Pretty easy to see where the opposition gets its marching orders, isn’t it?

It gets even better. Republic Services has taken a page straight out of the playbook of David Plouffe, architect of the long-shot bid to get Barack Obama into the White House in 2008, and currently the “strategic adviser” for Uber. When Mr. Plouffe was hired by Uber, the ride-hailing company that is disrupting taxi services everywhere, the company discussed “Uber the Candidate.” Mr. Plouffe was known as the “campaign manager.”

The basics in Mr. Plouffe’s playbook are:

• Turn your campaign into a cause.
• Find a theme.
• Build an inspiring narrative around the theme.
• Speak to your core audience through social media, email, advertising or face to face.
• Turn your audience into advocates, partly by equipping them with selective facts.
• Ignore anything that doesn’t fit your strategy.

And, perhaps most importantly, keep doing the same thing day after day until people start to buy your argument.

With this strategy, there is nothing that can’t be fought as a political campaign. But there is also no meaning in it. Telling people you want to keep them safe when what you really want to do is save a waste management company a lot of money is cynical. So what if thousands of other people who live in the vicinity of West Lake and Bridgeton landfills actually may not be safe? The coalition isn’t working to keep them safe, is it? But then, those aren’t the people signing the checks.

Don’t fall for this strategy. This group is tying to scare the rest of us into thinking that putting a cap over the landfill, a plan put forth by the Environmental Protection Agency in 2008, is the right way to handle radioactive waste in a landfill that is adjacent to another landfill in which an underground fire has been burning for years. They’re trying to convince people that it is better to let the people around Bridgeton live with the waste in their neighborhoods than it is to transport the contaminated material along rail lines through their communities.

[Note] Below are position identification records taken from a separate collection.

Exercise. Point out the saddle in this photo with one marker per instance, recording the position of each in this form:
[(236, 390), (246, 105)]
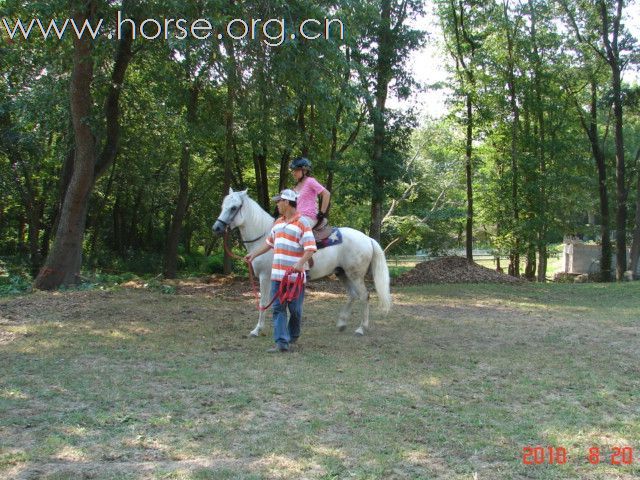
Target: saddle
[(325, 236), (322, 230)]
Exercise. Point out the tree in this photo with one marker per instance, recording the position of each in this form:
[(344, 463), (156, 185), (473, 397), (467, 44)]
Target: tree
[(597, 24), (62, 266), (378, 66)]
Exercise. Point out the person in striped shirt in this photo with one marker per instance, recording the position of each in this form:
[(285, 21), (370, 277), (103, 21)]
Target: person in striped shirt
[(293, 245)]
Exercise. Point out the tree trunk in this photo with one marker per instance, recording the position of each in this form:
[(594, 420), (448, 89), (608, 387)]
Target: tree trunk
[(530, 268), (229, 127), (469, 178), (262, 181), (635, 245), (598, 155), (173, 239), (383, 77), (621, 188), (514, 267), (63, 263), (610, 31)]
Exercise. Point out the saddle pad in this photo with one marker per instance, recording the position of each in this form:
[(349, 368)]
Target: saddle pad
[(334, 239)]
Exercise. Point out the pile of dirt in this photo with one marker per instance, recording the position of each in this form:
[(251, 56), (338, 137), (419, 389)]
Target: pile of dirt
[(452, 270)]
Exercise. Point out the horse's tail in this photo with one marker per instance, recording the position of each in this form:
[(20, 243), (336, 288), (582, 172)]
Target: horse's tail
[(380, 273)]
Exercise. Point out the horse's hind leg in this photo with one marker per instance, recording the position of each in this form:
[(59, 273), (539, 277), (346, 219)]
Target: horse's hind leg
[(345, 312), (265, 292), (362, 294)]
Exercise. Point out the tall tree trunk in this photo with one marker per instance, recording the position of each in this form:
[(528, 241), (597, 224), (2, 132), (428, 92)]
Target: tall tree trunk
[(530, 267), (63, 263), (610, 31), (173, 239), (514, 266), (621, 187), (635, 245), (383, 77), (469, 178), (599, 157), (232, 85), (262, 180), (542, 147)]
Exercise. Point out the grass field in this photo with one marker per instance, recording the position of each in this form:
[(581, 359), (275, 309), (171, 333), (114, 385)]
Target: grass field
[(454, 383)]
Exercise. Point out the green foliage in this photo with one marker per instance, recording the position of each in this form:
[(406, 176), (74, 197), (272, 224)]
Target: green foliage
[(14, 279)]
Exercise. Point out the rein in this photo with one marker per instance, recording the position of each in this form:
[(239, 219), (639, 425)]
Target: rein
[(289, 290)]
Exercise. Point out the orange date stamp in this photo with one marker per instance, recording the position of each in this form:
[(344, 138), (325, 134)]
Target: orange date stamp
[(552, 455)]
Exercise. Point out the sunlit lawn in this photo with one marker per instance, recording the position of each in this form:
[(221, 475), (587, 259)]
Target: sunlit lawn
[(454, 383)]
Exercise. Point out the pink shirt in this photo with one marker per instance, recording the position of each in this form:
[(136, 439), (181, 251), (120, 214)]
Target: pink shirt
[(308, 193)]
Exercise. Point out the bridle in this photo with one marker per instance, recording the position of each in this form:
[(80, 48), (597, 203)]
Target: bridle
[(227, 225)]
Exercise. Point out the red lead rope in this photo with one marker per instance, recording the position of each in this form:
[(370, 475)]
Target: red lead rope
[(289, 289)]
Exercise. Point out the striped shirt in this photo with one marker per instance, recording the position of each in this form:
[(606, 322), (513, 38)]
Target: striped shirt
[(289, 241)]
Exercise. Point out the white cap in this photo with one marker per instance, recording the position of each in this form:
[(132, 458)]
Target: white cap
[(286, 194)]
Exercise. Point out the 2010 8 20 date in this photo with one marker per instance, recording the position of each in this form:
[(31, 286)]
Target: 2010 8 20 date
[(552, 455)]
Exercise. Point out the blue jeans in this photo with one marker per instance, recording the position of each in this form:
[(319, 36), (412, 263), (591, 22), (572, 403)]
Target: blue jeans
[(283, 331)]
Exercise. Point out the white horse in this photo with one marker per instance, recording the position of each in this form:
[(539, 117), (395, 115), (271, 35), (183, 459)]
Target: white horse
[(349, 260)]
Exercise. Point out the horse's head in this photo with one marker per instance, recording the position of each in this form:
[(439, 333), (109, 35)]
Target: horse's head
[(231, 214)]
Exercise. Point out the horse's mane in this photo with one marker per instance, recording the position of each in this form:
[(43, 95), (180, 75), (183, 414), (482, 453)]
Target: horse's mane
[(261, 217)]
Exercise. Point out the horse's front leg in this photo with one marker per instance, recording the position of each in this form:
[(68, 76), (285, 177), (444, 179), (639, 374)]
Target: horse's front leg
[(265, 292)]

The evidence suggests otherwise. The waste products where they lie are a threat of unknown proportions. A million cubic yards of contaminated waste already have moved through Missouri — with more being transported daily — and there have been no known disasters as a result.

The right thing to do is excavate the radioactive material and move it to a safe nuclear storage site. Stop the political campaign. Turn off the money spigot. Let the phony concern wither.

Ms. Teichman showed her complete lack of sensitivity and tin ear to the concerns of others when she thumbed her nose on social media at members of the group, JustMomsSTL, which wants the waste hauled away.

She tweeted: “Dear mombots of #westlakelandfill, your reality tv show is over. Go home and hangout with your kids — they miss you.”

Nice. Easy shot to take when you live more than 200 miles from St. Louis with little chance that you, your kids or loved ones are going to become ill or contaminated from radioactive waste. Way to run a political campaign, Ms. Teichman.